Ne esce, alla fine della giornata parlamentare, una Meloni che forse mai come oggi si era schierata così esplicitamente con Trump. Ha annunciato che andrà al Consiglio Europeo a mettersi di traverso sull’uso degli asset russi. Roma eventualmente vorrebbe usarli per la ricostruzione. Come eventualmente vorrebbe Trump, in nome degli affari. Ha ribadito che non ci saranno soldati italiani in Ucraina, mentre gli europei discutono di questo. Ha evocato una concordia Europa-Stati Uniti che non può esistere nel momento in cui l’amministrazione Usa descrive l’Unione Europea come una realtà ostile.
“Vi dite patrioti ma se giocate contro l’Europa giocate anche contro l’Italia” incalzano dal Pd, ricordando come dagli Stati Uniti si accrediti l’Italia come uno dei paesi grimaldello per scardinarla. Sull’Ucraina, e sull’unità europea, date le premesse di oggi l’Italia sarà un ostacolo, non un punto di forza. Le opposizioni: Elly Schlein prende la parola, rivendica un ruolo europeo nelle trattative di pace, e attacca: “Salvini ora fa il portavoce del Cremlino?”.

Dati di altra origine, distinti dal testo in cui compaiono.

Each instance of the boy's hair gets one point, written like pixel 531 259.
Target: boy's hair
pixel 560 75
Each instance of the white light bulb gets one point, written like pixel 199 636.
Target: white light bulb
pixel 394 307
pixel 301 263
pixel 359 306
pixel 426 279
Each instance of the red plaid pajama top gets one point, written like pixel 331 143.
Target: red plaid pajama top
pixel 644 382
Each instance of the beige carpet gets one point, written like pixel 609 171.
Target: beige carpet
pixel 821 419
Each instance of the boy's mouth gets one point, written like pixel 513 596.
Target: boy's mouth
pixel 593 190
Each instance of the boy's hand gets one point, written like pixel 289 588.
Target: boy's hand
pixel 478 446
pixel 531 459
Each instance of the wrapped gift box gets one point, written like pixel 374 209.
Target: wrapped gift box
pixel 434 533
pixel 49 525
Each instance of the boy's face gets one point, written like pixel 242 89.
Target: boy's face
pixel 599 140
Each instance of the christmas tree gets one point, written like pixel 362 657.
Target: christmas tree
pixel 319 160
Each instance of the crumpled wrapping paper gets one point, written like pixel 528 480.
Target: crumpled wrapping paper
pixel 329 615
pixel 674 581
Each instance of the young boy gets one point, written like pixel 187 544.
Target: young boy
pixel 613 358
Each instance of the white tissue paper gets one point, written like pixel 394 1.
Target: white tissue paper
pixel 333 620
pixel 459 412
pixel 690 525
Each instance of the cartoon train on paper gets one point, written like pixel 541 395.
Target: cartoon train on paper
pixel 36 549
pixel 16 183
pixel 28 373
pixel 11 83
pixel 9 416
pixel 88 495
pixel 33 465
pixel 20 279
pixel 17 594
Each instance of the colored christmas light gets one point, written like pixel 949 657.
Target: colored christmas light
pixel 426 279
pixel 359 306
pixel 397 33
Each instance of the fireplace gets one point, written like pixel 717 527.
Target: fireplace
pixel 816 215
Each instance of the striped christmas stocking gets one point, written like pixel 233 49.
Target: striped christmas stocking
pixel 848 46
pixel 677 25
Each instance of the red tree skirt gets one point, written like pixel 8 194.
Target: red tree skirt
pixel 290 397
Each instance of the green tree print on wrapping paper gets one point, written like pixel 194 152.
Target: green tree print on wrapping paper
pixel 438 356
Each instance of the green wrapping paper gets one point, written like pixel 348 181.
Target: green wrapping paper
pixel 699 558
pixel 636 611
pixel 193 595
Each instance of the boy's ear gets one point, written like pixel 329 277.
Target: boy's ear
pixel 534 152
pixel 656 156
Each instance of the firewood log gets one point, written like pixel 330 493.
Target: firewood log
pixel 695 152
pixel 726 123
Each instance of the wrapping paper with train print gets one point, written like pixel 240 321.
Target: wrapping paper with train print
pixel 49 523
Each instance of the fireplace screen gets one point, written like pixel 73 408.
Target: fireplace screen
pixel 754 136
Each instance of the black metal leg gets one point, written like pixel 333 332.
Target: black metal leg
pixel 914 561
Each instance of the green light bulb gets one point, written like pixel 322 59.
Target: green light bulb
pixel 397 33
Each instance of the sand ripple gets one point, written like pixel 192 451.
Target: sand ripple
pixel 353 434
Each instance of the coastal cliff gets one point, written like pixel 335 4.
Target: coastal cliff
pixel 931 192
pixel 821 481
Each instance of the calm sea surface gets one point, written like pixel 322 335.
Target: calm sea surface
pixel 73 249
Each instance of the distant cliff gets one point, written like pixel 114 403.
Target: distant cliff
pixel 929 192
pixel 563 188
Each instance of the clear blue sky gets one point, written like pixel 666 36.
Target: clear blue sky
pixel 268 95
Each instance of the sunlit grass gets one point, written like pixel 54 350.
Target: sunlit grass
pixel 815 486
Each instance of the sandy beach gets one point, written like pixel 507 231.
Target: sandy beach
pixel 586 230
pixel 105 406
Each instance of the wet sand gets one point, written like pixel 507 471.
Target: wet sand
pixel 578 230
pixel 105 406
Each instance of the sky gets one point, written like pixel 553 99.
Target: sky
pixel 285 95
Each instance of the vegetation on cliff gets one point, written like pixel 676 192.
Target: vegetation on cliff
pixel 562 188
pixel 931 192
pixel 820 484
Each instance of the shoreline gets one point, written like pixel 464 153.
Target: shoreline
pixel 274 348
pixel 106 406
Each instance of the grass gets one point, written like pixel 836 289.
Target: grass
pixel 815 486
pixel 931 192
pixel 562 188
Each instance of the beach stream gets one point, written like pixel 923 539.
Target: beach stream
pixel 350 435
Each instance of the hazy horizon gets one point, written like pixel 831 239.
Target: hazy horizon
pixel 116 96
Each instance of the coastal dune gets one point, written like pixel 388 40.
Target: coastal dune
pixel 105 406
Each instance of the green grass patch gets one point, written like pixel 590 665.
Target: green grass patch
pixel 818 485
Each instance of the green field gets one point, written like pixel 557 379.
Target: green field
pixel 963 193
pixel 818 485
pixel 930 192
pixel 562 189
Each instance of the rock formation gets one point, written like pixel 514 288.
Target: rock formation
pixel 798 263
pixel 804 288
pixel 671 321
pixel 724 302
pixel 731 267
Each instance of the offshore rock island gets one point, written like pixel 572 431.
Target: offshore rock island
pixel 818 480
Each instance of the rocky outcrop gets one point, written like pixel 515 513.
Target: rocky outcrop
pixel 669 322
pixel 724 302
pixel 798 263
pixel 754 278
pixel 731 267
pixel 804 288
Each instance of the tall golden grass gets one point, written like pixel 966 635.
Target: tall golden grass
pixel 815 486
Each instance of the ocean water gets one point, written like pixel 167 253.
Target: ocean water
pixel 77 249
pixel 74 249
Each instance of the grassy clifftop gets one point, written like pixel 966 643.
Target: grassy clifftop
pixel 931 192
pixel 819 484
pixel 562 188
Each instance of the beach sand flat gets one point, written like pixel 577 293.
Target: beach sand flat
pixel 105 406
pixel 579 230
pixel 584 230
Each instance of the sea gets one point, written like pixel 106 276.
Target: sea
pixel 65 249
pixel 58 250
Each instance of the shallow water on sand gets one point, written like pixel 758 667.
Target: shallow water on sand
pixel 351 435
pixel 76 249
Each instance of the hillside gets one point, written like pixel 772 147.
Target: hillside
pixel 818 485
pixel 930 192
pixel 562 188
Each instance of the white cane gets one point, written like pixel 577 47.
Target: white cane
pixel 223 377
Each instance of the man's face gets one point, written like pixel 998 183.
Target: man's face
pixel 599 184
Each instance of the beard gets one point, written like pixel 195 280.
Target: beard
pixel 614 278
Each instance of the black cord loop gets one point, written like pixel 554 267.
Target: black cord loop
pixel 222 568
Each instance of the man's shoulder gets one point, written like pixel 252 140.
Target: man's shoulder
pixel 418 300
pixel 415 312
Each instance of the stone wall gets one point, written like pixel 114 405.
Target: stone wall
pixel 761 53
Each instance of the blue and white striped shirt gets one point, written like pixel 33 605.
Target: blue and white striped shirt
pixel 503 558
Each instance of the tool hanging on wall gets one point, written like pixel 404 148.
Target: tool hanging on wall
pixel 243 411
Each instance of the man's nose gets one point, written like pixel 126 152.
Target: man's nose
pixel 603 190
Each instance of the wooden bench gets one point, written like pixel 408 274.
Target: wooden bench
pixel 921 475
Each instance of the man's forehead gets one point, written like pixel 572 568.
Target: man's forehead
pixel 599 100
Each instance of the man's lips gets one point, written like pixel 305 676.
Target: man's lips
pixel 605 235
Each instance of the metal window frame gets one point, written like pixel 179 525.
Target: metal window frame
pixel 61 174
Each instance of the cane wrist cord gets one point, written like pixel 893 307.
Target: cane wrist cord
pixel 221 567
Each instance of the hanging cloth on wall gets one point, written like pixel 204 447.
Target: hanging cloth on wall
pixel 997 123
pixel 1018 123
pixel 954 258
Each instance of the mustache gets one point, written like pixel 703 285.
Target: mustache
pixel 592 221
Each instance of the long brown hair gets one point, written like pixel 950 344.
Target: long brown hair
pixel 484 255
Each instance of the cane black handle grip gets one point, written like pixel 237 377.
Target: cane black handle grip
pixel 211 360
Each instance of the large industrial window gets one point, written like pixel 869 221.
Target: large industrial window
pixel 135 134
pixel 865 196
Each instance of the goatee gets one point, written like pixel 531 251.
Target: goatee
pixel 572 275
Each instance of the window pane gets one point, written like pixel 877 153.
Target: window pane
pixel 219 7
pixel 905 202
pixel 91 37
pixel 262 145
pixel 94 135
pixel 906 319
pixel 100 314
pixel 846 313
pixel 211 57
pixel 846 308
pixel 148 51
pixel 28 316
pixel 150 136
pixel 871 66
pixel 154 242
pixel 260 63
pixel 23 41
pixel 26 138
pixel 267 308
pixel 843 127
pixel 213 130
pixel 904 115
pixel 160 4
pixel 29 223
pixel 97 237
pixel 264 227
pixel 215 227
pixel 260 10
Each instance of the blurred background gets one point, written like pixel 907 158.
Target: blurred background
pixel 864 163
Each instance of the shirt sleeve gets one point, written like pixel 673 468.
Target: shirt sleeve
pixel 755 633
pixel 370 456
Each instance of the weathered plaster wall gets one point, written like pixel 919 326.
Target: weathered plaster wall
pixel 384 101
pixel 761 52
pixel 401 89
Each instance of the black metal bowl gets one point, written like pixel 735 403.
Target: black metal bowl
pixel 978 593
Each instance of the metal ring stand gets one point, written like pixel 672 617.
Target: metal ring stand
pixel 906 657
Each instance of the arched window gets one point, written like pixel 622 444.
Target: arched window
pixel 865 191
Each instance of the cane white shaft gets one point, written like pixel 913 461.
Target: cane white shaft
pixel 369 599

Facile, per le opposizioni, mettere il dito in quella piaga anzi in quelle piaghe. Un po’ meno facile prendere atto delle proprie divisioni. Quelle di bandiera, per cui ciascun gruppo presenta la sua mozione, e così sono sei, con inevitabile ironia del governo. E le divisioni di sostanza, con battute a sinistra del tipo “si deve pensare alle pensioni, non all’Ucraina”, con il capogruppo 5 Stelle Ricciardi che fa un discorso anti Ucraina che non dispiacerebbe al Salvini attaccato da Schlein, con Conte che sui beni russi congelati manda un avviso di fuoco a Meloni: “Stia attenta alle firme che mette a nome degli italiani sugli asset russi. È pericolosissimo”.
Provenzano, del Pd, che aveva difeso l’Europa e l’Ucraina, in Transatlantico dice: “siamo il partito di maggioranza, imporremo la nostra linea”. Alle opposizioni, viste oggi alla Camera, converrebbe che la guerra in Ucraina finisse prima delle prossime elezioni.